Özellikle Alvarez’in Villa’ya olan benzerliği şaşırtıcı
boyutta.
Çoğu insan Messi’nin kariyerinde
en iyi hücum ortaklığını Neymar ve Luis Suarez ya da Neymar ve
Kylian Mbappe ile kurduğunu düşünür. İsim olarak öyle olabilir, ama
uyum anlamında en etkili hücum hattını Pedro ve David Villa ile
kurmuştu. Bilhassa Villa’yla olan uyumları eşsizdi.
Messi’nin Barcelona’da sahte
dokuz olarak kullanıldığı yıllarda Villa sol kanatta destekleyici
forvet rolündeydi. Villa hem Messi tarafından oluşturulan alanlara
mükemmel hareketleniyor hem de kendisi tarafından manipüle edilen
rakip sağ beklerle stoperler arasında geniş boşluklar oluşmasını
sağlıyordu.
Alvarez de tıpkı Villa gibi
hücum üçlüsünün her yerinde oynayabiliyor, ceza sahası içinde tam
bir golcü içgüdülerine ve farkındalığına sahip ve çok hızlı olmasa
da rakip savunmalardan bir anda kurtulmasını sağlayan keskin
dönüşleri bulunuyor. Tehlikeyi herkesten daha önce seziyor ve bu da
onu tıpkı Villa gibi hızlı düşünen bir forvet
yapıyor.
Hareketliliği ve pres gücüyse
Messi’nin futbol hayatının sonbaharında daha da ihtiyacını duyduğu
şeyler. Öyle ki, eğer Messi 2026’da da olmak isterse, bu Alvarez
sayesinde gayet mümkün görünüyor. Alvarez’in yanında kendini
muhtemelen en az beş yaş daha genç hissediyordur.

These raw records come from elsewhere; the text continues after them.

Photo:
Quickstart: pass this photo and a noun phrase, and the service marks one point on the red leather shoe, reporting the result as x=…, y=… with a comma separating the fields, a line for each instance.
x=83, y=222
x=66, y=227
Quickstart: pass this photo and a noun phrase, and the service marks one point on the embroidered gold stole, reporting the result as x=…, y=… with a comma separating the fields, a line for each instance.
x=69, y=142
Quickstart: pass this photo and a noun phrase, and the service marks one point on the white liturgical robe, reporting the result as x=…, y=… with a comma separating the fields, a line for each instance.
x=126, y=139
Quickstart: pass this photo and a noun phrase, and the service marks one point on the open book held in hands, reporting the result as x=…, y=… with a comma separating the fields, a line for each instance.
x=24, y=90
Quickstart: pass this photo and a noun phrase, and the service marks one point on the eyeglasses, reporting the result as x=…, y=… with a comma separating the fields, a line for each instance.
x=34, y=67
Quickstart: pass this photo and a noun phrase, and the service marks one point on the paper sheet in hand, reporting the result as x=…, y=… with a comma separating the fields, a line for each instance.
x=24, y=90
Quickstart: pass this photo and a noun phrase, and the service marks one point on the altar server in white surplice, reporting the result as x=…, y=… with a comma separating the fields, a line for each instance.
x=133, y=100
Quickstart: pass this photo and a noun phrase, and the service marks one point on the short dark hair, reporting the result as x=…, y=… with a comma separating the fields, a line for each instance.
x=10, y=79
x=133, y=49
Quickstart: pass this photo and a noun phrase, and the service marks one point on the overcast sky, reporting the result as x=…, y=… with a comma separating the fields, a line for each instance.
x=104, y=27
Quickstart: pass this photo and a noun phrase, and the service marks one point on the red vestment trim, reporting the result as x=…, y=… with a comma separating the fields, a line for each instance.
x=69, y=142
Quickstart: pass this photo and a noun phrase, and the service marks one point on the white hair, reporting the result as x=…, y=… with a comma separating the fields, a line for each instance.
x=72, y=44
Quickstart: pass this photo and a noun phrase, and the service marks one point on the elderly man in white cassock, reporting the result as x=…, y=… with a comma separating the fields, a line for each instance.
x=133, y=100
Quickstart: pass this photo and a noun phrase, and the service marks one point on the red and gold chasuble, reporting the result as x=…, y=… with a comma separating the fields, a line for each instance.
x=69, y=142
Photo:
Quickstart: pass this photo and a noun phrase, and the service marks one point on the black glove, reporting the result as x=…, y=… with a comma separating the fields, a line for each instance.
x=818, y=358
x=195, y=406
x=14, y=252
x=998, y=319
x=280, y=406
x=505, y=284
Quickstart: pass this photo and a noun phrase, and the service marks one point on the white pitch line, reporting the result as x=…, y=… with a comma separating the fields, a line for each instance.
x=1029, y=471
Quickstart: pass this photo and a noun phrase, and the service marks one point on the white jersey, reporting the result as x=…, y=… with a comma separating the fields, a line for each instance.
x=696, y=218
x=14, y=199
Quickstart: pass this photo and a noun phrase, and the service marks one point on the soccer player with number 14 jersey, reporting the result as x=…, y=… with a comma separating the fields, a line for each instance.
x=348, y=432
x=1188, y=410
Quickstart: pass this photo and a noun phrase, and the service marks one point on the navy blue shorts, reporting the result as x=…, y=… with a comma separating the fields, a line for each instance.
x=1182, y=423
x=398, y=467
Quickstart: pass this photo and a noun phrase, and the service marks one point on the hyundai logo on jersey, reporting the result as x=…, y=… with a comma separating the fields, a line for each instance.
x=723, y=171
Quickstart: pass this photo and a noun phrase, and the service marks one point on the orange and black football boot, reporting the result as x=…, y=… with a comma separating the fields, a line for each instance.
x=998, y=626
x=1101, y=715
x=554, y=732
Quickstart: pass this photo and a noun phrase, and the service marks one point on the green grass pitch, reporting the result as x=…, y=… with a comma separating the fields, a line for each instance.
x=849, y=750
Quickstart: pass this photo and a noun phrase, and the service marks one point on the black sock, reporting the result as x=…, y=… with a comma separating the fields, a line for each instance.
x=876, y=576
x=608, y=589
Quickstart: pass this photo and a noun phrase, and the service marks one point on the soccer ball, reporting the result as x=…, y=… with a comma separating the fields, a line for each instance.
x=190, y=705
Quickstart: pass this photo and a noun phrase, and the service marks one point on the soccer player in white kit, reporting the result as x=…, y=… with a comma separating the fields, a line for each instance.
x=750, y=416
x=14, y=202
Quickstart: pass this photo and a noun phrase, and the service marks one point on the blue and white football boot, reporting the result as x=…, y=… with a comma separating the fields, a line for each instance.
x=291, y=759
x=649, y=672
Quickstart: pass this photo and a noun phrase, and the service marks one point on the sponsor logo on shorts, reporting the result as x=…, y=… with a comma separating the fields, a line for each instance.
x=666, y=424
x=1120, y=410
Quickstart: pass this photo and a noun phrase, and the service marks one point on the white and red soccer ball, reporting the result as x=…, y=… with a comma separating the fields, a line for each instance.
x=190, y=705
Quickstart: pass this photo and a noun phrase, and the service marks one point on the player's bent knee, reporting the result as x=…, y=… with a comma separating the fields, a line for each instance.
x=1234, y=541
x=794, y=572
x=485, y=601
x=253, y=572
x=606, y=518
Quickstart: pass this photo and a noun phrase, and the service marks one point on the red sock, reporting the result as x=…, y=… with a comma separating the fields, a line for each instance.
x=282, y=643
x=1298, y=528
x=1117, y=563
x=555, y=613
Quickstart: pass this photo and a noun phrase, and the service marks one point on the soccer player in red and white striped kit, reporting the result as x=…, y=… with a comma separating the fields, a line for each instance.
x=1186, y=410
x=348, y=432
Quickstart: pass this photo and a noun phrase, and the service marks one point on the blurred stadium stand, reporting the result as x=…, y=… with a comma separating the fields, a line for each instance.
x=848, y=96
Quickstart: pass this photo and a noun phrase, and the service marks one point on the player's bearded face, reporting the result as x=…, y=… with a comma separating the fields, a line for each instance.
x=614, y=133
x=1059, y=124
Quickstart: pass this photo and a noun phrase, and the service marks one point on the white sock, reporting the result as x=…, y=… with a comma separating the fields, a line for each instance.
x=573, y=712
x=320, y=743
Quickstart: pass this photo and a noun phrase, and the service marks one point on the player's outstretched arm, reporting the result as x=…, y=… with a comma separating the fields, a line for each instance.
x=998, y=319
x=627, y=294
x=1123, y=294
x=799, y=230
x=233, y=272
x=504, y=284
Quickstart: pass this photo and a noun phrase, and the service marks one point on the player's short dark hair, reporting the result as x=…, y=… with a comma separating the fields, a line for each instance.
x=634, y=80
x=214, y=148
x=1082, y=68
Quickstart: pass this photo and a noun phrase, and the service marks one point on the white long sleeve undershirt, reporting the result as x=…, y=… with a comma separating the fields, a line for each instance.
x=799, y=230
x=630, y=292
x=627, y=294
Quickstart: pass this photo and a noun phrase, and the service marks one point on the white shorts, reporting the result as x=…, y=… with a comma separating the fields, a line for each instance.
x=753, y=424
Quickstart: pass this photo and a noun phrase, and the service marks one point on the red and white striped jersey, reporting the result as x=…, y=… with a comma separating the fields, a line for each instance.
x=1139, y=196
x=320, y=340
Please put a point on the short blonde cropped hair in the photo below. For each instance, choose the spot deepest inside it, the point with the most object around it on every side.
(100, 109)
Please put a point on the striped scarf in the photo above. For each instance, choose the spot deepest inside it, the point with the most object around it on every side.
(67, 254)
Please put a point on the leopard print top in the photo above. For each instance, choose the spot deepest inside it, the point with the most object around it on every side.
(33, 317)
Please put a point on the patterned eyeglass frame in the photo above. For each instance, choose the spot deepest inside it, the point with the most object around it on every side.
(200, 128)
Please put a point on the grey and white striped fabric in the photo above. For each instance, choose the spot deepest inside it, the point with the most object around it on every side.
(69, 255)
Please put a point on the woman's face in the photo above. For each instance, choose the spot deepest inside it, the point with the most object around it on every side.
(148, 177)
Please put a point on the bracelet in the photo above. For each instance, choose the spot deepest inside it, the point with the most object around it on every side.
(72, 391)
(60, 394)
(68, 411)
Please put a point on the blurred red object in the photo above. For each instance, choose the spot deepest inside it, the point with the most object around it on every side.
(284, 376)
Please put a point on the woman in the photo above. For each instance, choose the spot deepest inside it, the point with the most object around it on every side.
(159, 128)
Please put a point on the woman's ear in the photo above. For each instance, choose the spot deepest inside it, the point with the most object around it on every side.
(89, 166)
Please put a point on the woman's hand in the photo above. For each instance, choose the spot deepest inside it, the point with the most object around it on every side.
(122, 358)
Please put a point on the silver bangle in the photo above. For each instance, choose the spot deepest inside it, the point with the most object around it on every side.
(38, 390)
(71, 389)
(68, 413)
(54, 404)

GÖRKEMLİ VE HÜZÜNLÜ BİR YÜRÜYÜŞÜN SON ADIMLARI
Messi ve Alvarez’in dün gece
üçüncü goldeki ortaklıklarıysa, Messi sayesinde asla unutulmayacak
ikonik bir âna dönüştü. Daha dört gün önce Hollanda’ya karşı bu
dünyaya ait olamayacak bir gol pası vermişti zaten. Hepimiz onun
başka bir galaksiden geldiğine bir kez daha ikna olmuştuk. Bir
uzaylı gösterisine daha gerek var mıydı?
Josko Gvardiol hem bu Dünya
Kupası’nın hem de genel olarak dünyanın en iyi savunmacılarından
biri. Ama başka galaksiden dünyaya düşmüş bir uzaylının karşısında
bunun hiçbir önemi kalmıyor. Bir anda herhangi bir savunmacıya
dönüşüyorsunuz. Sıradanlaşıyorsunuz. Herkes gibi
oluyorsunuz.
Messi bu duyguyu on beş yıldır
birçok savunmacıya tattırdı. Sergio Ramos’a, Pepe’ye, Jerome
Boateng’e, Rio Ferdinand’a, John Terry’ye, Thiago Silva’ya, Raphael
Varane’a… Gvardiol ise bu duyguyla biraz erken tanışmış oldu. Bu
belki kendisi için bir avantajdır. Sonuçta bir daha böyle bir şeyle
karşılaşmayacak. Başına gelebilecek en kötü şey dün gece geldi. Ve
bu sayede yirmi yaşında bir anda olgunlaştı.
Messi için ise bu gol onun hem
büyüklüğünü hem de son dansını kusursuz tanımlıyor. Artık adımları
eskisi gibi hızlı değil belki, ama bu fiziksel hız kaybı, sanki
aklını daha da hızlandırmış durumda. Bu sayede rakibini ağır
çekimde bile neye uğradığını şaşırtabiliyor.
Jonathan Wilson, geçen
gün The
Guardian’daki köşesinde
Messi’nin son Dünya Kupası hakkında çok güzel bir makale kaleme
aldı. Şöyle diyordu bir bölümünde: “Messi’nin bu Dünya Kupası’ndaki
her maçı, insan güzelliğinin geçici kırılganlığının ve zamanın
sonsuz yürüyüşünün bir simgesi.”
Evet, bir yanıyla çok görkemli,
diğer yanıyla da olabildiğince hüzünlü bir yürüyüş bu. Bir yandan
ilk gündeki gibi hâlâ çok güzel, diğer yandan her güzel şeyin bir
sonu olduğunu hatırlatıyor.
Pelé bu kupayı henüz 17
yaşındayken, ilk Dünya Kupası’nda kazanmıştı. Messi ise 35’inde,
son Dünya Kupası’nda kazanmaya artık çok yakın. Ve biz onu
seyretmeye hâlâ âşığız. Ama Walter Benjamin’in dediği gibi, ilk
bakışta değil, son bakışta aşk. Bizi büyüleyen de bu.